AWS Transfer Family - Endpoint Types
- Public endpoints: IPs managed by AWS subject to change
- VPC Endpoint with Internal access: Static private IPs, set allow lists (SGs & NACL)
- VPC Endpoint with internet facing access: Static private and public IPs (EIPs)
DynamoDB Indexes
- Local secondary index: The same primary key and an alternative sort key. Must be defined at table creation time.
- Global secondary index: Change the primary key and optional sort key. Can be defined after the table is created.
DynamoDB Streams
React to chenges to DynamoDB tables in real time with AWS Lambdas or EC2.
DynamoDB Accelerator (DAX)
Seamless cache, microsecond latency for reads & queries.
Amazon OpenSearch
Provide search and indexing capabilites
RDS Engines
- PostgreSQL
- MySQL
- MariaDB
- IBM DB2
- Oracle
- SQL Server
RDS Multi AZ
- Synchronous replication
- Highly Durable
- Spans 2 AZ within a region
- Standby instance for failover in case of outage. One DNS name for writes and reads that** automatically faiolvers**.
- Used for Disaster Recovery
RDS Read Replicas
- Increase read throughput and enhance the performance.
- Asynchronous replication, eventual consistency
- Cross-AZ or Cross-region
- Manually promote to stand-alone DB
- Distribute reads across replicas with Route53 weighted record set
With which motors does RDS IAM Authentication works?
- Works with MariaDB, MySQL and PostgreSQL
RDS Oracle backups
- RDS backups to restore to Amazon RDS for Oracle
- Oracle RMAN (Recovery Manager) to restore to non RDS.
RDS proxy
Allows applications to pool and share connections established with the database. Instead of opening a connection per client, it will reuse them.
Real Appliation Clusters (RAC)
- RDS for Oracle does not support
RDS
mysqldump
Migrate a MySQL RDS to non RDS.
Aurora
- Compatible with PostgreSQL and MySQL
- Automatically grows up to 128 TB
- Reader endpoint to access up to 15 read replicas
- Cross region read replicas copies the entire DB
Aurora High Availability
It has 6 copies across 3 AZ:
1. 4 copies needed for writes
2. 3 copies needed for reads
3. Self healing
Amazon Aurora global databases
Set up multiple read Aurora clusters that span up to 5 regions (automatic sincronizing changes made in primary cluster)

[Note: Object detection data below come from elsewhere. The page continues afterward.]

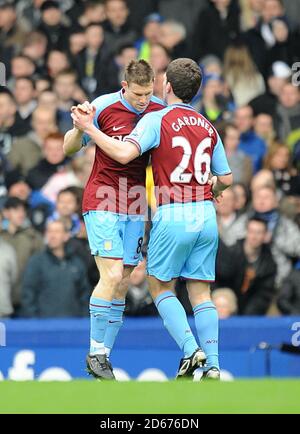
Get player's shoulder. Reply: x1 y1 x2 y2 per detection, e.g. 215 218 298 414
150 95 167 109
92 92 120 111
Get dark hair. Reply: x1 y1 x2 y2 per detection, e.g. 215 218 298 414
4 196 26 210
57 187 82 207
15 75 35 89
0 86 15 102
218 121 238 142
247 214 268 230
124 60 154 86
167 58 202 103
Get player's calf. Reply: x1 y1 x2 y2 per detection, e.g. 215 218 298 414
86 354 115 380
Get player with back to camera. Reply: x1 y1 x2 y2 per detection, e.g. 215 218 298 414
64 60 164 379
72 59 232 379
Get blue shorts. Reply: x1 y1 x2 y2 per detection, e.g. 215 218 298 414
83 211 145 266
148 201 218 282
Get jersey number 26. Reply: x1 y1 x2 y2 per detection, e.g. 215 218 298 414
170 136 212 185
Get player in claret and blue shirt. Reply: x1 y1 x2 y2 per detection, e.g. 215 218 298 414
73 59 232 379
64 60 165 379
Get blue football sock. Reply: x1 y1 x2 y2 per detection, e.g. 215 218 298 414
154 291 198 357
104 299 125 357
90 297 111 354
193 301 220 370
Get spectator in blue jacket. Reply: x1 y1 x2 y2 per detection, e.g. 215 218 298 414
234 105 267 174
22 220 91 318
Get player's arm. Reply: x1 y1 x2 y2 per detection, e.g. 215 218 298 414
210 136 233 199
210 173 233 199
63 101 93 156
84 125 140 164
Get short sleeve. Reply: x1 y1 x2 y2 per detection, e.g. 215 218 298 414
81 92 119 146
126 112 161 154
211 135 231 176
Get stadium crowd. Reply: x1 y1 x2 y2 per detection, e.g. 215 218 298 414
0 0 300 318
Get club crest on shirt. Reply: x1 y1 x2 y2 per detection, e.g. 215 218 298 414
104 240 112 252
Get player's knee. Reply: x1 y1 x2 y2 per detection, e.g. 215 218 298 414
106 270 123 289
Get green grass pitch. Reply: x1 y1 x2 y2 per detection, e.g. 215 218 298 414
0 380 300 414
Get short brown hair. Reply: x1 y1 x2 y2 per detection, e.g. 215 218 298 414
167 58 202 103
124 60 154 86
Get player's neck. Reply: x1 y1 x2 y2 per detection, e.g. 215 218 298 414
167 95 183 105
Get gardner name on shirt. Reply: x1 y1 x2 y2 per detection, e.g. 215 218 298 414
172 116 214 137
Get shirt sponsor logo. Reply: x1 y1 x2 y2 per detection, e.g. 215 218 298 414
113 125 125 131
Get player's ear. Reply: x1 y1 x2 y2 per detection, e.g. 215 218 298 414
166 81 172 94
121 80 128 89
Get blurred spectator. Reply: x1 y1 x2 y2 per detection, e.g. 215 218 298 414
234 105 267 173
159 20 189 59
240 0 264 32
53 69 79 134
78 1 106 28
22 221 91 318
48 188 81 237
126 259 157 316
200 54 223 77
217 188 246 246
211 288 238 319
224 42 265 107
0 237 18 318
246 187 300 287
135 13 163 62
249 61 292 121
8 106 57 175
74 23 110 98
158 0 207 37
22 31 47 74
46 49 70 79
96 45 138 95
38 0 68 51
68 29 86 58
193 0 240 60
27 133 69 190
250 169 276 194
153 72 165 101
216 217 276 315
71 145 95 187
103 0 137 52
279 196 300 225
14 77 37 122
246 0 292 77
254 113 276 149
277 261 300 316
218 123 253 185
37 88 58 110
277 83 300 142
8 54 36 85
231 182 250 216
5 169 54 232
265 144 300 196
68 216 99 288
192 75 234 123
0 197 43 309
0 87 30 155
149 44 171 74
35 75 52 97
0 2 26 52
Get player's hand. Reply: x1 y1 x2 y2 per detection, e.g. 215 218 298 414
71 106 96 131
208 176 223 203
71 101 93 114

Aurora global write forwarding
Enables secondary cluster to forward SQL statements that perform write operations to the primary cluster
Aurora Endpoints
- Cluster endpoint: writer endpoint that connects to the current primary DB instance
- Reader enpoint: provides load balancing for read connections to all replicas
- Custom endpoints: instances that you choose in the cluster
- Instance endpoint
Aurora Serverless
Automated database instantiation and auto scaling. Good for infrequent, intermittent or unpredictable workloads.
Convert RDS to Aurora
- Create an RDS snapshot an restore to an Aurora instance
- Create and Aurora Read Replica from an RDS instance and promote it to an Aurora instance
S3 Requester Pays
The requester pays the cost of the request and the data download from the bucket.
S3 Durability
11 9s
Same for all storage classes
Which Cache supports complex data types?
Redis supports complex data as string, hashes, lists, sets and bitmaps
When to use memcached?
- Simplest model possible
- Run large nodes with multiple cores or threads
- Cache objects such as databases
Elasticache
Redis Cluster Mode
Horizontal scaling multi-az up and down of your Redis cluster, with almost zero impact on the performance. It partitions up to 90 shards.